La vie de couple de Jack et Elisabeth ne fait vraiment pas rêver : ils se croisent, semblent s’être indifférents, lui est drogué à toutes les technologies d’assistance pour tout (sport, alimentation, sexe…tout est comptabilité et coaching en vue d’optimiser), ce qui donne lieu à des séquences assez drôles (bien que pathétiques). La critique de Nathan Hill se fait ici douce-amère, elle est plus âpre quant à l’éducation « positive » que donne Elisabeth à son fils Toby. Elle qui a été baignée de textes universitaires sur les meilleures façons d’éduquer son enfant sans jamais le contrarier se retrouve face à un tyran. Elle qui croyait au couple éternel qu’elle formait avec Jack, la voilà qui soupèse l’option libertine, sur les conseils d’une amie très libérée. Elle qui pensait que le placebo était une solution miracle se retrouve à culpabiliser de raconter des salades aux gens. Les personnages sont tous dans une phase de crise existentielle, à la sauce un peu « desperate housewives » (dieu que j’ai pensé à cette série en lisant).
Les dialogues sont vifs et brillants, très fins psychologiquement, Nathan Hill détruit à la massue le rêve américain, ses totems et ses tabous. Il tire entre autres à la sulfateuse sur les racines idéologiques du culte de la « bienveillance » généralisée du tertiaire. Fait la nique aux parents gavés de discours psy et incapables d’élever correctement leurs enfants. Dénonce les faux amateurs d’art que seul guide l’appât du gain.
Le temps de la contemplation gratuite d’un paysage est révolu, se désole Jack qui avait un idéal créatif. C’est comme ces grandes prairies qu’on ne regarde plus et qui sont pourtant le fruit d’un labeur harassant. Le roman est entrecoupé des souvenirs d’enfance de Jack et Élisabeth qui, s’ils ont un passé fort différent socialement (et la question de la classe sociale est également clef dans ce texte), n’en demeurent pas moins tous deux des enfants de parents défaillants. Élisabeth a grandi dans une famille richissime mais avec des parents qui ne la considéraient pas et surtout un père qui « avait besoin [qu’elle] échoue pour se sentir bien ». Jack était un enfant malade et malingre que ses parents pensaient voir mourir à tout instant. Ces flash back sur l’enfance m’ont semblé un sommet de mélancolie.

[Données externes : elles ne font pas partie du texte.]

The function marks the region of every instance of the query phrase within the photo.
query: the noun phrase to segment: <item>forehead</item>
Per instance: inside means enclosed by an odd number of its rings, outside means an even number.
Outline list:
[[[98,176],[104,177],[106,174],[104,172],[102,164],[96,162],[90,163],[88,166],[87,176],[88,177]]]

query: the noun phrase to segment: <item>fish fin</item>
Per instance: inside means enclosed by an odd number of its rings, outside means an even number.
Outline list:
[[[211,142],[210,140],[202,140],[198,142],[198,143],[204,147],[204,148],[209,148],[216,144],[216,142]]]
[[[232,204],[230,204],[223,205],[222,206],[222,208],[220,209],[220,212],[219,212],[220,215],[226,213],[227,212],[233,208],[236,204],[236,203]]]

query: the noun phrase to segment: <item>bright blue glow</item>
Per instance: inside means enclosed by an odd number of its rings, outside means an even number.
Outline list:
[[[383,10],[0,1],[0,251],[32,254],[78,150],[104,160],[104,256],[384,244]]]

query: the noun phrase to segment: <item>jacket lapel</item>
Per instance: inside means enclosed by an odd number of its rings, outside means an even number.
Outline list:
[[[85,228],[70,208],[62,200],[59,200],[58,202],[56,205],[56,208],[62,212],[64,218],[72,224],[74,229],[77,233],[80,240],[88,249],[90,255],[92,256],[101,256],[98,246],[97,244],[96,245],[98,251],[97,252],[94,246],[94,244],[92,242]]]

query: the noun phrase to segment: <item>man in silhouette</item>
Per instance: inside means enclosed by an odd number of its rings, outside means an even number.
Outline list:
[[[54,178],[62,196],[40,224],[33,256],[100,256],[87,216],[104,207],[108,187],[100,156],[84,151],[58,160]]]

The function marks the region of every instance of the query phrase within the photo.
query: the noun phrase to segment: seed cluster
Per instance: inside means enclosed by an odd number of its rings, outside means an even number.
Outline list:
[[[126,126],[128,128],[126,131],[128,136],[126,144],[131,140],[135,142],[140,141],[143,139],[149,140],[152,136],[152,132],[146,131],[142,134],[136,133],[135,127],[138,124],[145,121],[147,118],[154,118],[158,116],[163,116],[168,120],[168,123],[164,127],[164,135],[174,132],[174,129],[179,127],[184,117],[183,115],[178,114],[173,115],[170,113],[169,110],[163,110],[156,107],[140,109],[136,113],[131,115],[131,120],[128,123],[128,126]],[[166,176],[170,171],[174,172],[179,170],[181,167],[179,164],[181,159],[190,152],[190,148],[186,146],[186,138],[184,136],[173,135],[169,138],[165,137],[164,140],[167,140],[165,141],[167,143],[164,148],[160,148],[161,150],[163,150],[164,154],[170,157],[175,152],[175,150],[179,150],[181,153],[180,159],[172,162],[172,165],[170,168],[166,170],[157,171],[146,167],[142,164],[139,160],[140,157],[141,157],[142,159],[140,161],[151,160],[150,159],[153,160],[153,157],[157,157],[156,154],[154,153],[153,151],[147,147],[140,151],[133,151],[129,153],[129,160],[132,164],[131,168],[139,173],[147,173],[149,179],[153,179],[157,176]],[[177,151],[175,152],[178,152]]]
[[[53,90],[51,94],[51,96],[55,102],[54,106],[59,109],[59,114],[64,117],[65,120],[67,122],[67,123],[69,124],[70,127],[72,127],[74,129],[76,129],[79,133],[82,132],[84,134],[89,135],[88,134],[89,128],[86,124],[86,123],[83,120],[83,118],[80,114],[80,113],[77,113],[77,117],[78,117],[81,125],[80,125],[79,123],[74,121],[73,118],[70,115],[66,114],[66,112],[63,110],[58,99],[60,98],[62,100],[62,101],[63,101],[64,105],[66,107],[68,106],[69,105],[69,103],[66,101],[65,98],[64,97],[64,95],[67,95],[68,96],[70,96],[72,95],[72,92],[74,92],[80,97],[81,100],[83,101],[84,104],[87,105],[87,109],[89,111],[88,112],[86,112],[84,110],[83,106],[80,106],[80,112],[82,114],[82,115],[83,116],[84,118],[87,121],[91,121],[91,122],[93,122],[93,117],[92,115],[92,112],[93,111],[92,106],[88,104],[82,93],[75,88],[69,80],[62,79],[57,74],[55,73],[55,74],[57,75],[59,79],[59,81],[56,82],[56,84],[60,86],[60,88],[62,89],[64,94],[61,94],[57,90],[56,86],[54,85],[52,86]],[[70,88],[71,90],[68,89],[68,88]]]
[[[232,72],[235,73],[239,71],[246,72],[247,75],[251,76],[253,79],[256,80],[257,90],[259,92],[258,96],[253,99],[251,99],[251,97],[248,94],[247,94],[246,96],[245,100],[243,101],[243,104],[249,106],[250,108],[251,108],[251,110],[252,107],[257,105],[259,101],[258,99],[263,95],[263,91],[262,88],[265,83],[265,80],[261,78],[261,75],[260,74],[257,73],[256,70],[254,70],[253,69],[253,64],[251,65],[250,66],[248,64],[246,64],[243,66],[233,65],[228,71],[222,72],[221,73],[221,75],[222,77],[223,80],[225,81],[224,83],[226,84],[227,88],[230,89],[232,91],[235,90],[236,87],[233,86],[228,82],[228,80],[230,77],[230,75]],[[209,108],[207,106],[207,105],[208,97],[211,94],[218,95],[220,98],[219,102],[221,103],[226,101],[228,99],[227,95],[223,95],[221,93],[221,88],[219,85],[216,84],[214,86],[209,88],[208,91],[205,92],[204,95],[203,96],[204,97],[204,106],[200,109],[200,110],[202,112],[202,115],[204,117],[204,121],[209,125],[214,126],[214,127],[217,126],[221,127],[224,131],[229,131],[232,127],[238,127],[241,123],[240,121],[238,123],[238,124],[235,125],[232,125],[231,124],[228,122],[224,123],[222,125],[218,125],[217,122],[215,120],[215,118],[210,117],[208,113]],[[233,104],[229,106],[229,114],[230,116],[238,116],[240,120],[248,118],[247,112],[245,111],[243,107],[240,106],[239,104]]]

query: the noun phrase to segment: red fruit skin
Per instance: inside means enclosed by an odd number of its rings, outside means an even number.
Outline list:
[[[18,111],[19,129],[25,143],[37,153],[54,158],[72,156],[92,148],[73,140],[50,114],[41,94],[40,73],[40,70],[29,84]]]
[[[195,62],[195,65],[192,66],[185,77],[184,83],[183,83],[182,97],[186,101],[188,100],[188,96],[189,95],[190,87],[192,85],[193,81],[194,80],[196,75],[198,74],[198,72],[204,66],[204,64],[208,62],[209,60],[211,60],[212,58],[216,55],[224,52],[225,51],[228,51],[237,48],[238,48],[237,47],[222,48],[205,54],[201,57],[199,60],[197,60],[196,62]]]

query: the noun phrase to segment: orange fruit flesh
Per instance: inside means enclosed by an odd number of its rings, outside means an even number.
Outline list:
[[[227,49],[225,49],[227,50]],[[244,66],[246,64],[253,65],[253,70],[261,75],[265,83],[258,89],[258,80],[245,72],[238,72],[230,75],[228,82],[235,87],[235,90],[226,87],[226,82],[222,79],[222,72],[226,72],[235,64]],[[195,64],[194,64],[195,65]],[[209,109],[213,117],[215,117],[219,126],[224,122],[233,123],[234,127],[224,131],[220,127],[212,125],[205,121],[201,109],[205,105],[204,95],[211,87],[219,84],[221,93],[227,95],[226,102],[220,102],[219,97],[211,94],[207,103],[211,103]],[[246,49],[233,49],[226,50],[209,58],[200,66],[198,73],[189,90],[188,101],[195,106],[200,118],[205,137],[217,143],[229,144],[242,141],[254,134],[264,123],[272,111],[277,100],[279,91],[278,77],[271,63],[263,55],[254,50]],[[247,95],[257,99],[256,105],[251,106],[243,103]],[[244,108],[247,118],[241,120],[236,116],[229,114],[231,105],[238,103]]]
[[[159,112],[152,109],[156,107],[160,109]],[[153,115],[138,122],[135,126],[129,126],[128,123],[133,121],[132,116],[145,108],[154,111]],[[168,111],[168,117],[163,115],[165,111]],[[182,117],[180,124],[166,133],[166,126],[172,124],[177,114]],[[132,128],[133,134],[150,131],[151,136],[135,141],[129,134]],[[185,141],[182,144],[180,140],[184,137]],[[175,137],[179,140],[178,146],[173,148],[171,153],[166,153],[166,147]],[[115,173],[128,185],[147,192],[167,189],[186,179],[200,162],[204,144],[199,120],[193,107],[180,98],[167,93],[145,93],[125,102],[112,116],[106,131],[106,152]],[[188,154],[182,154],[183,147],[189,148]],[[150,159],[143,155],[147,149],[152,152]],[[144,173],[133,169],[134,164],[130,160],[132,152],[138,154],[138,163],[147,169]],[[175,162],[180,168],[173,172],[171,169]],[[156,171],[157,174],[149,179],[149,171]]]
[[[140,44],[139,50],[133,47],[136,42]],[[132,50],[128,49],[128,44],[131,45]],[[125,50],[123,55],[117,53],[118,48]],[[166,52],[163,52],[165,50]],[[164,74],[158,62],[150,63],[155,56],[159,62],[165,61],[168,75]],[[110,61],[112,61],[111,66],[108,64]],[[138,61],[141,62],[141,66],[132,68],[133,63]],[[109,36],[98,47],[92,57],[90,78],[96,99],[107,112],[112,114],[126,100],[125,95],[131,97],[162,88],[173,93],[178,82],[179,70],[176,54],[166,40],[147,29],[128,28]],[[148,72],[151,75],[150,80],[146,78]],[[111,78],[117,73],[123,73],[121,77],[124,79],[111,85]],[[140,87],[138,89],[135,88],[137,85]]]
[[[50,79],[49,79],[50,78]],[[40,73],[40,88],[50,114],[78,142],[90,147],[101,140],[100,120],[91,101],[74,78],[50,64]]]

Nathan Hill, issu d’une famille de paysans, nous livre enfin des considérations nombreuses sur l’agriculture dans le Midwest (qui m’ont ennuyée au plus haut point) qui constituent des longueurs assez harassantes.
Je trouve regrettable que l’auteur ait voulu en faire autant de caisses pour exprimer certaines choses, comme les livres que cite Elisabeth de mémoire concernant les préceptes éducatifs donnés à son fils et qui sont un inventaire à la Prévert vraiment excessif.
En dehors de cela, c’est un roman dense et intelligent, un vrai roman américain (fort bien traduit par Nathalie Bru) qui a du souffle et de l’ampleur et qui ne peut que séduire malgré ses longueurs (648 pages !) grâce aux thèmes universels qu’il aborde : l’art, le fonctionnement du cerveau, le couple longue durée, l’éducation, la liberté, la nature, la peinture et le regard que l’on porte sur ce monde de fous.
Il y a tout un monde derrière ces collines. Un jour tu le verras. Un jour tu trouveras ta place.